Another consideration against spamming is that Usenet readers developed defenses against it, so it's not very effective. There are quite a few spam detectors running on Usenet, and if one of them detects that the same message has been posted repeatedly to multiple newsgroups, the humans who run those spam detectors will step in and actually erase the spamming messages with 'cancel' messages which are honored at most sites around the world.
Unsolicited junk email
Another often-practiced and often-punished scheme is to send email to thousands of strangers whose addresses you found in various Usenet newsgroups. Many people have lost their Internet access after sending thousands of strangers ads for timeshare condos in Cancun or dubious credit schemes, and yet, the junk email continues to flood in.
Some advertisers noticed that it was only identical postings that were getting cancelled by the spam cancellers, and cleverly came up with a way to post their ad to dozens of newsgroups while varying a line or two to make it look sufficiently different to avoid being cancelled.
For example, one book editor posted ads to dozens of newsgroups about his book, essentially giving a sales pitch for said book, while adding a paragraph to each article that purported to contain the text that had been printed about each newsgroup in said book.

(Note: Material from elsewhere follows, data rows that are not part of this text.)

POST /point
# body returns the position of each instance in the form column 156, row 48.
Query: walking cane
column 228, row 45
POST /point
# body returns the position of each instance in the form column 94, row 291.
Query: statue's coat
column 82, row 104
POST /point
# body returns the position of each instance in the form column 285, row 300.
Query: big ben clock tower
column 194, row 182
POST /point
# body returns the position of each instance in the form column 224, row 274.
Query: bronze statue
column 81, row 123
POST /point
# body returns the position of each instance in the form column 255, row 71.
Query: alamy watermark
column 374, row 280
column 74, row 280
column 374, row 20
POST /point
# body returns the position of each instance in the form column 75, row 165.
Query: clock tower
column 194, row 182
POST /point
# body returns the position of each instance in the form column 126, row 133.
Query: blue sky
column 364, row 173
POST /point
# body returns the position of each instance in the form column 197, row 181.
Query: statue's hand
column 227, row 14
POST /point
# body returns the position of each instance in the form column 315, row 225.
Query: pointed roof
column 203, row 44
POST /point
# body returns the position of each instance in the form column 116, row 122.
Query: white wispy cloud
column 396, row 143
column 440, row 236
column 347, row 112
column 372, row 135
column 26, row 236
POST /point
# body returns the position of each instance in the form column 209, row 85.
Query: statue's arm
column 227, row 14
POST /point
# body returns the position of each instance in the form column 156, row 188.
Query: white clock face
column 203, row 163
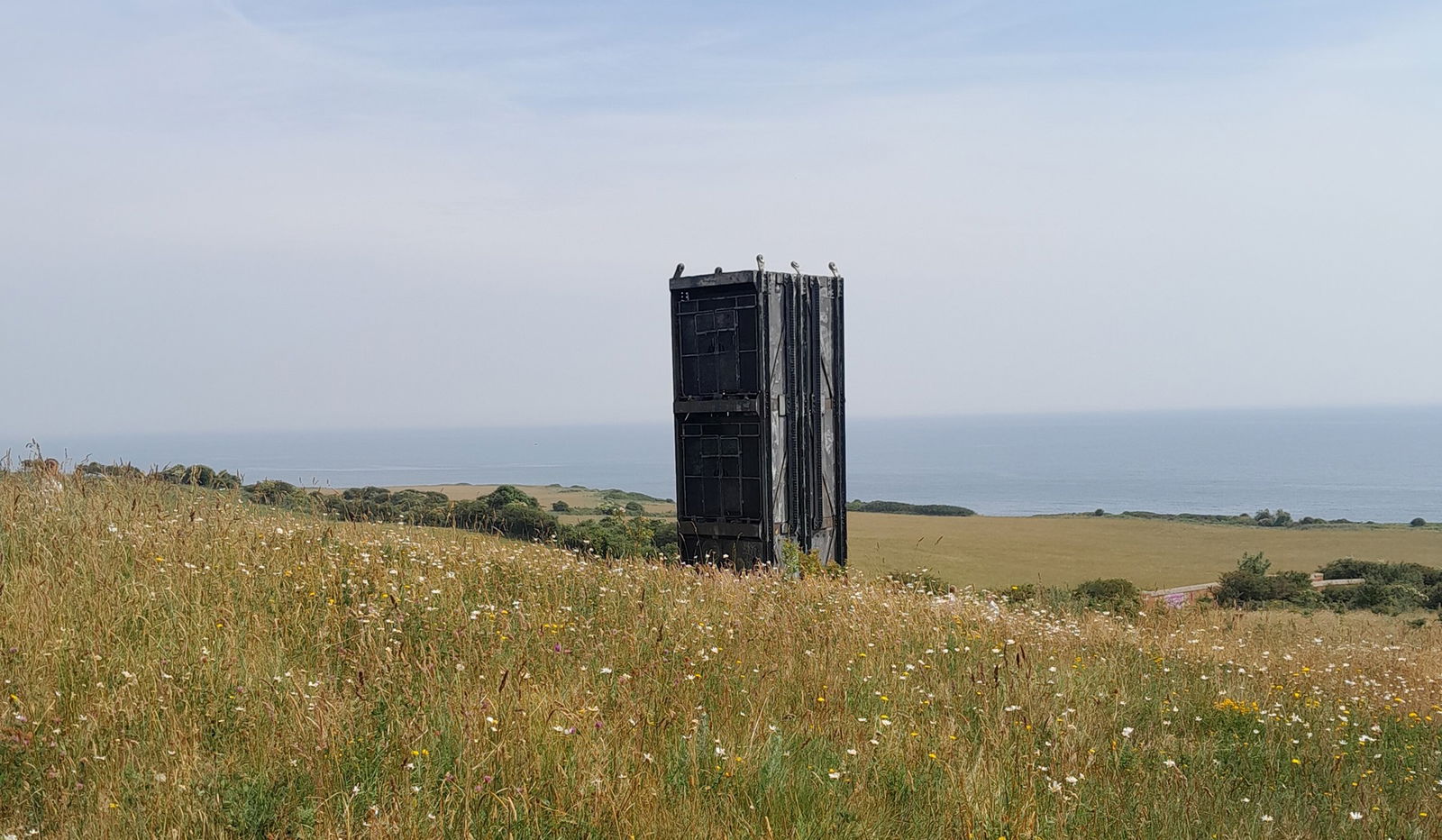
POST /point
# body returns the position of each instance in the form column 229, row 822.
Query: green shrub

It was rather obvious that the editor wasn't interested in getting feedback on the text since the book had already been published; eventually an employee at the company admitted that the technique had been used to try to avoid triggering the spam cancellers -- and that the point had indeed been to broadcast the ad widely without getting cancelled.
Don't do postings that say things like "Congratulations, REC.FOOD.DRINK.BEER reader, you are among the lucky few to be included in this amazing offer." Spam that makes a token effort to relate to each newsgroup it's posted to is still spam, and will still be erased on sight.
Please exercise restraint and don't make the mistake many have of thinking that just because there's no central authority that can punish you for spamming newsgroups, that there will be no consequences if you do.
There will be consequences if you spam -- and you might be surprised by the lengths that vengeful Usenet users can go to when someone spams their favorite group with yet another off-topic advertisement.